Traffic coming in to the client isn’t filtered. This means you could still potentially have packets coming in to the client that you didn’t really authorize. You’d either have to lock it down with MACs (which is a management burden—remember to change your OpenVPN rules when you reinstall the TAP-Win32 device, or when you switch the NIC in your server!) or else take more drastic measures in order to be able to use iptables to filter. For example, you’d need to verify that a CN is only using one MAC or something like that, then make sure that a given source/destination MAC (depending on whether traffic is coming from or going to the restricted client) always corresponds to the IP that was allocated to the client. There is an ifconfig_pool_remote_ip environment variable that I think you should be able to read from a learn-address script (at least on the add event, and probably for an update as well) to see what IP was allocated to the “connection.” Assuming you’re letting OpenVPN assign IPs and not your DHCP server. Once you know that a connection is always using a single MAC, and that single MAC is always being referred to with the right IP address, you can lock down with iptables.

The notion that another host on the network might be passing packets into the restricted client is not such a big deal, probably. After all, they shouldn’t be able to address return traffic to a host they’re not supposed to be talking to (see above notes about ESTABLISHED,RELATED). I can think of one possible exploit, in conjunction with another hole in the filtering. We don’t filter the contents of ARP messages, so perhaps a malicious restricted client could spoof some ARP messages and get traffic redirected to it that the restricted client shouldn’t be seeing. Again, the only way to filter ARP messages would be to ensure the mapping of the CN to the MAC to the IP, and then probably use ebtables to peek inside the ARP messages to make sure they’re kosher. An alternative might be to restrict ARP messages from OpenVPN clients and instead proxy ARP for them. Or do something “like proxy ARP” since proxy ARP is kind of neutered in any recent Linux kernel. Might require a separate daemon.

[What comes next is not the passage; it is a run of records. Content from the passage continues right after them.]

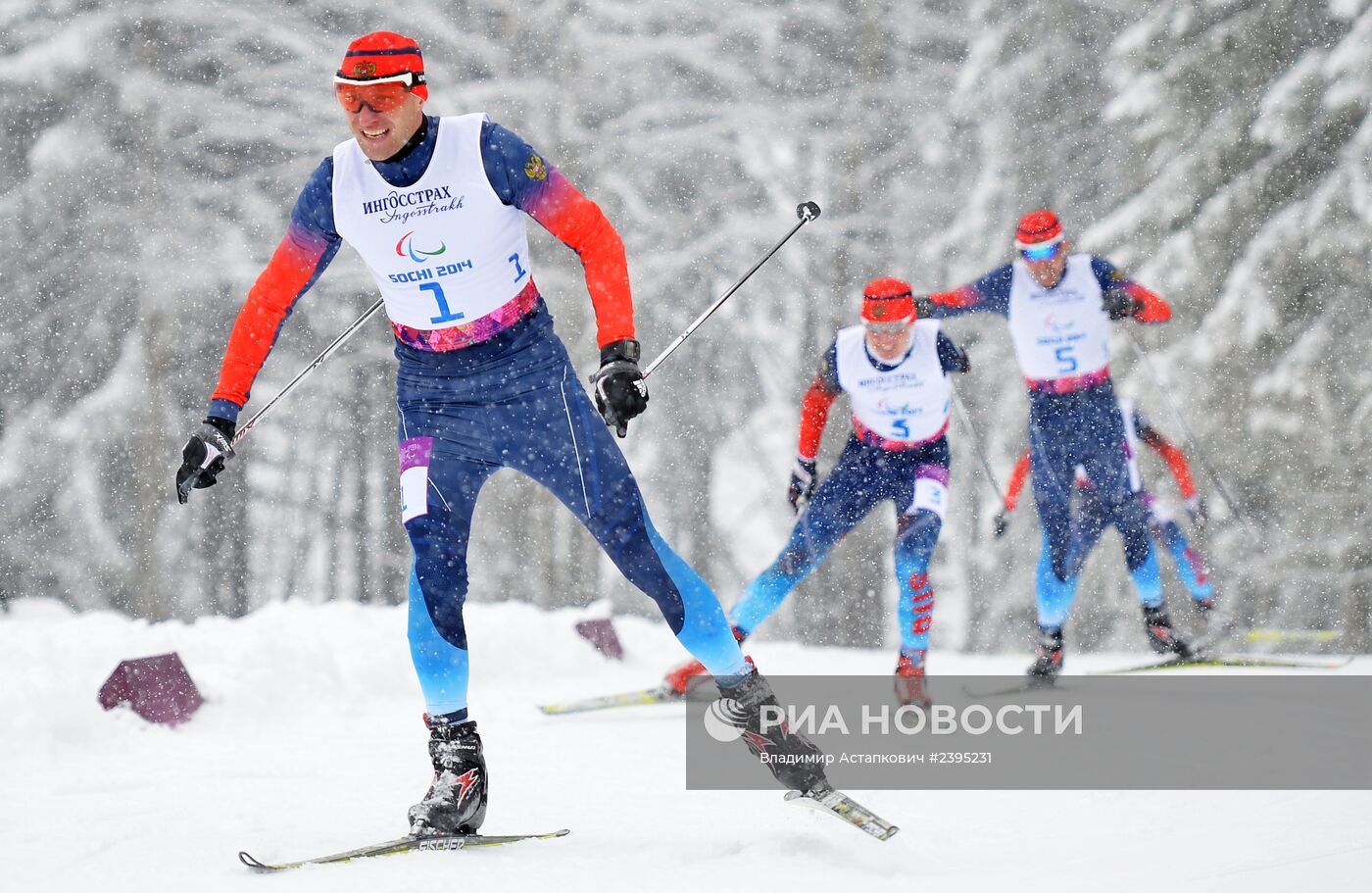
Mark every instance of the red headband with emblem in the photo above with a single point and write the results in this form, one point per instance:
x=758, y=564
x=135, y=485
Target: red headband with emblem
x=888, y=299
x=384, y=57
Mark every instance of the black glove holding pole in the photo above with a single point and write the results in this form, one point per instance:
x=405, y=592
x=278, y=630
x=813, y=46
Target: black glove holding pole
x=203, y=457
x=620, y=391
x=805, y=477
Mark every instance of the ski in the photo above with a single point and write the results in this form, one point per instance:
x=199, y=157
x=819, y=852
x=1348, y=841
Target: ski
x=1021, y=687
x=404, y=845
x=839, y=804
x=661, y=694
x=1228, y=660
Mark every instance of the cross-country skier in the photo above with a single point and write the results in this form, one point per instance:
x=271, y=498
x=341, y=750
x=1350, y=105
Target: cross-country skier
x=895, y=371
x=436, y=209
x=1090, y=518
x=1059, y=308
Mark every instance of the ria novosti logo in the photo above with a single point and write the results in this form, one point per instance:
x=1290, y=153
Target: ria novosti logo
x=724, y=720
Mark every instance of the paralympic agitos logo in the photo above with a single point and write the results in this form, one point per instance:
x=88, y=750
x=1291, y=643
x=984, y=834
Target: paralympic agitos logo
x=405, y=247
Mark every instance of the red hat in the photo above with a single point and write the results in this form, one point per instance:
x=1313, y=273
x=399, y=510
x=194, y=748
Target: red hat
x=384, y=55
x=888, y=299
x=1038, y=229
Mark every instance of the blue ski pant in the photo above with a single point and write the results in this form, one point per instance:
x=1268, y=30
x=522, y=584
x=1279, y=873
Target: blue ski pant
x=514, y=402
x=1084, y=428
x=1090, y=524
x=915, y=480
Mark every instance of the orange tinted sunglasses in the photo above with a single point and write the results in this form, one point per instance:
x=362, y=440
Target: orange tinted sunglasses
x=380, y=95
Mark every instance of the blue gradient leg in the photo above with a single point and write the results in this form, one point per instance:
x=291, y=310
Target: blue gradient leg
x=1190, y=564
x=1148, y=580
x=915, y=541
x=1054, y=596
x=441, y=666
x=704, y=631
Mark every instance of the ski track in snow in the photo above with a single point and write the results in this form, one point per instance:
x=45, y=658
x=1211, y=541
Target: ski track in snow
x=312, y=742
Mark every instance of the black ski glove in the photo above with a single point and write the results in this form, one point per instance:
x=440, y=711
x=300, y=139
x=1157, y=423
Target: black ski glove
x=620, y=391
x=1120, y=305
x=203, y=457
x=805, y=476
x=1197, y=509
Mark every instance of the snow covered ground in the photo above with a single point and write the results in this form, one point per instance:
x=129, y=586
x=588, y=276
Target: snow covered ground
x=312, y=742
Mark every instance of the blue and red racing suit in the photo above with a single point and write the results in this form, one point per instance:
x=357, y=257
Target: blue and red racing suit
x=1090, y=519
x=483, y=380
x=1060, y=337
x=875, y=466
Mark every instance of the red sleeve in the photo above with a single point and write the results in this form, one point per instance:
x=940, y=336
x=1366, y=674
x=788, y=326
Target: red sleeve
x=582, y=226
x=813, y=413
x=1154, y=308
x=294, y=267
x=1017, y=481
x=1175, y=459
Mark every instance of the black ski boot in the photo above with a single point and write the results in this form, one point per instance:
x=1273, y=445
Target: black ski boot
x=456, y=801
x=802, y=765
x=1047, y=662
x=1162, y=638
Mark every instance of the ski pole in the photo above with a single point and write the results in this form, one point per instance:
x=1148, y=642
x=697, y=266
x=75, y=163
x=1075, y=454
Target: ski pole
x=806, y=212
x=242, y=432
x=976, y=445
x=1186, y=429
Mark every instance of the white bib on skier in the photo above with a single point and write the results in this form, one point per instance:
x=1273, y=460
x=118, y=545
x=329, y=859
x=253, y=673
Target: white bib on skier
x=445, y=251
x=908, y=402
x=1059, y=332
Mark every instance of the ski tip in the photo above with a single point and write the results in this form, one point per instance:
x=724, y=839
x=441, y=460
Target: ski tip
x=253, y=863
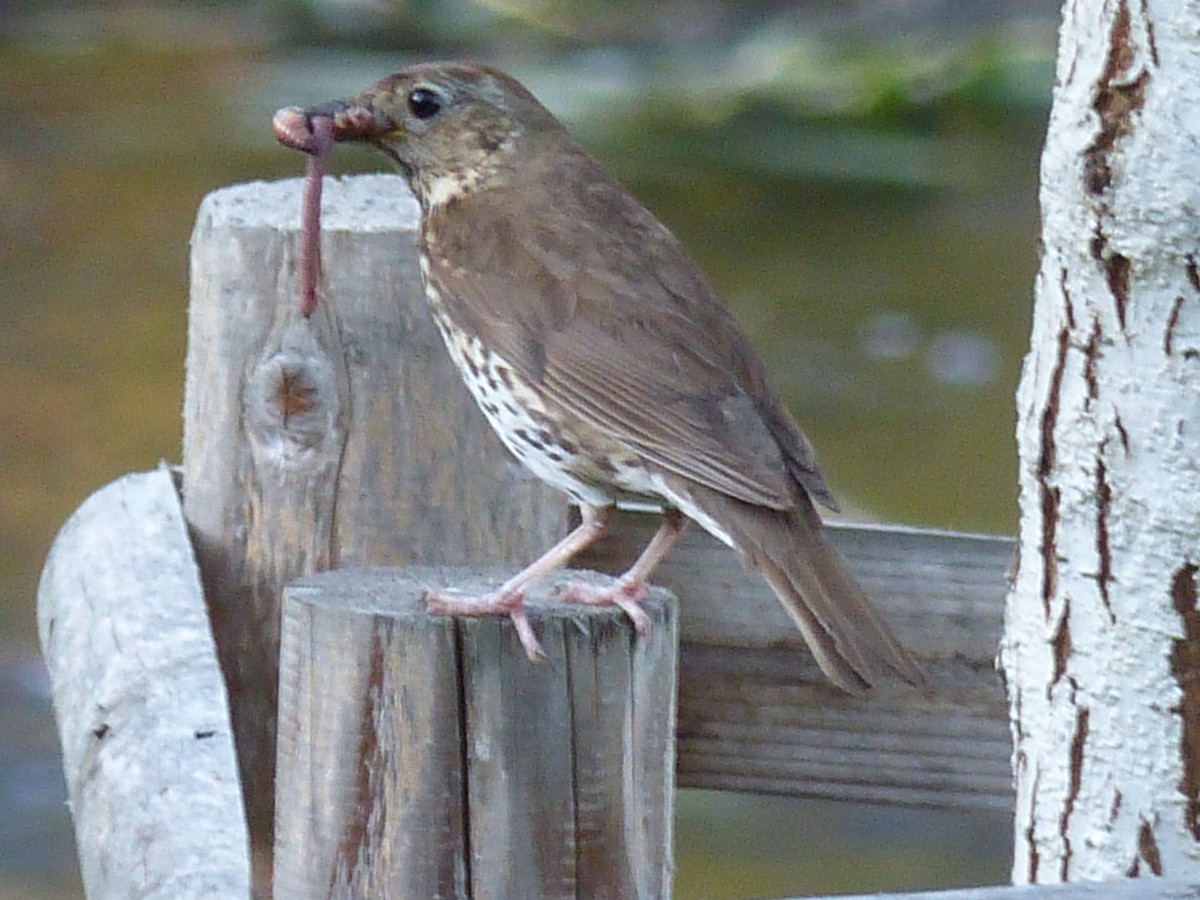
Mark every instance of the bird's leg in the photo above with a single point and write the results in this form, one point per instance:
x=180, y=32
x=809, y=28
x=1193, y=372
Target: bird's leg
x=630, y=588
x=509, y=598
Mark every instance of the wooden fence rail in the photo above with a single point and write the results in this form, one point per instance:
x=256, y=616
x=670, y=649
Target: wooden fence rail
x=347, y=442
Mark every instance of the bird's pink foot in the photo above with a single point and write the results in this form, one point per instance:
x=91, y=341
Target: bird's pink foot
x=625, y=594
x=510, y=604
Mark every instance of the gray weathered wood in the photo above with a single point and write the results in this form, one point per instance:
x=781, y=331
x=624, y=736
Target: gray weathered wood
x=343, y=439
x=755, y=713
x=425, y=756
x=139, y=701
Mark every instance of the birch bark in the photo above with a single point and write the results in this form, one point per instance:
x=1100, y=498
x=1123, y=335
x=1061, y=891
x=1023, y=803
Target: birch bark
x=1102, y=646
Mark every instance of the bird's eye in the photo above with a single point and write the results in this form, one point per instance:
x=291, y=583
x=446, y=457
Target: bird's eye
x=424, y=103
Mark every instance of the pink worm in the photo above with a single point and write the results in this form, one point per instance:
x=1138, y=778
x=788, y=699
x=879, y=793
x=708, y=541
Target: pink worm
x=318, y=149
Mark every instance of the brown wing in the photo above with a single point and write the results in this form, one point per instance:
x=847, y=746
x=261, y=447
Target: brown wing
x=595, y=304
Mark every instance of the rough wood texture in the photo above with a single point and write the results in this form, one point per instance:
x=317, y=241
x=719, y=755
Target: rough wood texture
x=139, y=701
x=425, y=756
x=755, y=713
x=1102, y=640
x=343, y=439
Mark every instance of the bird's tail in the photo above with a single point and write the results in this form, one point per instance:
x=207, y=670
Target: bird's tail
x=853, y=646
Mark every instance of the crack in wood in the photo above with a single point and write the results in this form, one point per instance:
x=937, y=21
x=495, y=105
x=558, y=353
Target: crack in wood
x=1030, y=835
x=1151, y=41
x=1117, y=99
x=1077, y=779
x=1186, y=670
x=1091, y=357
x=1104, y=507
x=1116, y=274
x=1062, y=646
x=359, y=839
x=1147, y=849
x=1171, y=322
x=1122, y=435
x=1050, y=495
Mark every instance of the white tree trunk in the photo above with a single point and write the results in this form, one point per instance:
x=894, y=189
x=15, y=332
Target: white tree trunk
x=1102, y=647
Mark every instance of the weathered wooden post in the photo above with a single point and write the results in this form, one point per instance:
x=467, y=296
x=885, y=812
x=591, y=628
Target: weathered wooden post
x=1102, y=647
x=424, y=756
x=141, y=706
x=337, y=441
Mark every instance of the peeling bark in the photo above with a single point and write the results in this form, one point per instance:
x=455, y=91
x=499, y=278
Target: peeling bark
x=1102, y=645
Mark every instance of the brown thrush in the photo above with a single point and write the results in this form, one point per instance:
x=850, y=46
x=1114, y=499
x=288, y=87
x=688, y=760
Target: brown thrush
x=601, y=354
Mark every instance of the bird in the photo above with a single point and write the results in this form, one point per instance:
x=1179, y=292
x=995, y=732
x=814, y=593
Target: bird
x=601, y=355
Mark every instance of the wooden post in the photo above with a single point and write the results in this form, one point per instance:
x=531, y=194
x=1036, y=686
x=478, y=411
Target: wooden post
x=425, y=756
x=139, y=702
x=1102, y=633
x=337, y=441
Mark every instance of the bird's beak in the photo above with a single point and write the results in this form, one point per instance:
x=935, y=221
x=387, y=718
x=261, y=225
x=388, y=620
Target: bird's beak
x=349, y=120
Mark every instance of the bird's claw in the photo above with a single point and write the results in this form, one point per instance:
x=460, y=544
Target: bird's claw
x=625, y=595
x=510, y=604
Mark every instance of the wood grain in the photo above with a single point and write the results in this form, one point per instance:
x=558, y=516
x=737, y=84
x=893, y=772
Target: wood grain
x=426, y=756
x=342, y=439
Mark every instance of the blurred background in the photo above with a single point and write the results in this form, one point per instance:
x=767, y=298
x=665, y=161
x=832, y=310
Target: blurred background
x=858, y=177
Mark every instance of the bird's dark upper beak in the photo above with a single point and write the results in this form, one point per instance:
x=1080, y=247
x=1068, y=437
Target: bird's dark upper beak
x=348, y=120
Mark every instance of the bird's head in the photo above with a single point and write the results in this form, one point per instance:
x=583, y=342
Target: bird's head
x=449, y=126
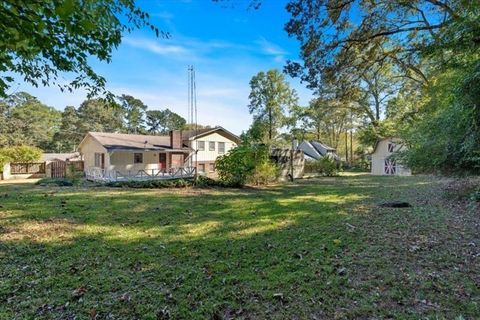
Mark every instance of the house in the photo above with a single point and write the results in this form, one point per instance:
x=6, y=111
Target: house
x=382, y=161
x=290, y=163
x=116, y=156
x=209, y=144
x=315, y=150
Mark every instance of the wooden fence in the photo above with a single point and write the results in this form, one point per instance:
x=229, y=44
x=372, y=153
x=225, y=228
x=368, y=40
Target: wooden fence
x=27, y=168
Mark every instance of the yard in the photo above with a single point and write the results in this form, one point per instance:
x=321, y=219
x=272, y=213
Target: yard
x=315, y=249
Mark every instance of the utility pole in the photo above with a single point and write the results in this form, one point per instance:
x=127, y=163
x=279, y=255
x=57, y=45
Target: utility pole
x=192, y=112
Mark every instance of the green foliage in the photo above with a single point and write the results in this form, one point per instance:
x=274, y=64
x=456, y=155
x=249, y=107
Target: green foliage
x=19, y=154
x=243, y=164
x=42, y=40
x=25, y=120
x=174, y=254
x=324, y=166
x=270, y=98
x=369, y=134
x=446, y=137
x=162, y=121
x=265, y=172
x=152, y=184
x=134, y=111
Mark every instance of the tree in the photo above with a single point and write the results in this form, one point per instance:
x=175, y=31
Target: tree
x=162, y=121
x=70, y=133
x=42, y=39
x=134, y=110
x=334, y=37
x=99, y=115
x=27, y=121
x=270, y=96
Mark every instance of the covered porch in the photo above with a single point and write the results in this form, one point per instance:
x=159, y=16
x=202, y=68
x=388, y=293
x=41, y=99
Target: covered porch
x=121, y=165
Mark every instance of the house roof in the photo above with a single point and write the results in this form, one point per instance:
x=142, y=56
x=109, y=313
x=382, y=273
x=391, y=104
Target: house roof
x=131, y=142
x=317, y=150
x=195, y=134
x=393, y=139
x=60, y=156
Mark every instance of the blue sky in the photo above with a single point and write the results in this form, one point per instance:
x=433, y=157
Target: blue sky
x=227, y=45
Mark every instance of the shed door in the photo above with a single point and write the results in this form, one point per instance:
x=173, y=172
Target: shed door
x=390, y=166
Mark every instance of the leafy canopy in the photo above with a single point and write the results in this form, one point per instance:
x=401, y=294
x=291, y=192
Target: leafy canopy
x=41, y=39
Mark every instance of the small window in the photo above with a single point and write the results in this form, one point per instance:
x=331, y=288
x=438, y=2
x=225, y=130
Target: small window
x=138, y=158
x=391, y=147
x=99, y=160
x=390, y=166
x=221, y=147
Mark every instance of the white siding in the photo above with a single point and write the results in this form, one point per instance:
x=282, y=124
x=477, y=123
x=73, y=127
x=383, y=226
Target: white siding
x=88, y=149
x=381, y=153
x=123, y=161
x=208, y=155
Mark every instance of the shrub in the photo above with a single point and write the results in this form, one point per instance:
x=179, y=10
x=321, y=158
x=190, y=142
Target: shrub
x=264, y=173
x=246, y=163
x=324, y=166
x=19, y=154
x=60, y=182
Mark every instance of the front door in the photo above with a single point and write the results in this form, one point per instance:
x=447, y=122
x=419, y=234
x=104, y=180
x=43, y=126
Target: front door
x=162, y=161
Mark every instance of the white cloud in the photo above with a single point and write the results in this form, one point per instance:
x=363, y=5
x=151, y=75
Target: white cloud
x=156, y=46
x=271, y=49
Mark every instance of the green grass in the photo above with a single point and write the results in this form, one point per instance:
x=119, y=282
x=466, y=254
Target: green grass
x=314, y=249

All of this is kind of pointing to “use routed OpenVPN if you can.” No ARP messages from the client. No worries about Ethernet framing types. No worries about protocols other than IP. Just normal ol’ iptables like you’re used to. I guess if you can get away with routed (you don’t need broadcast traffic, don’t need to pass protocols other than IP, and you can get all the Windows stuff to work—because I know how fickle Windows seems to be when it can’t broadcast) use it.

One final note. The service ebtables save command from the RPMforge ebtables RPM saves into some kind of binary file using some kind of “atomic” save/load commands in ebtables. I actually suspect ebtables distributes the initscript that does this. I’m a little scared of this. What’s wrong with the nice format you get from ebtables -L --Lx, as demonstrated above? What happens if this binary file gets corrupted? I hope the kernel code checks the validity of this binary data before using it. (Surely it does. Right?)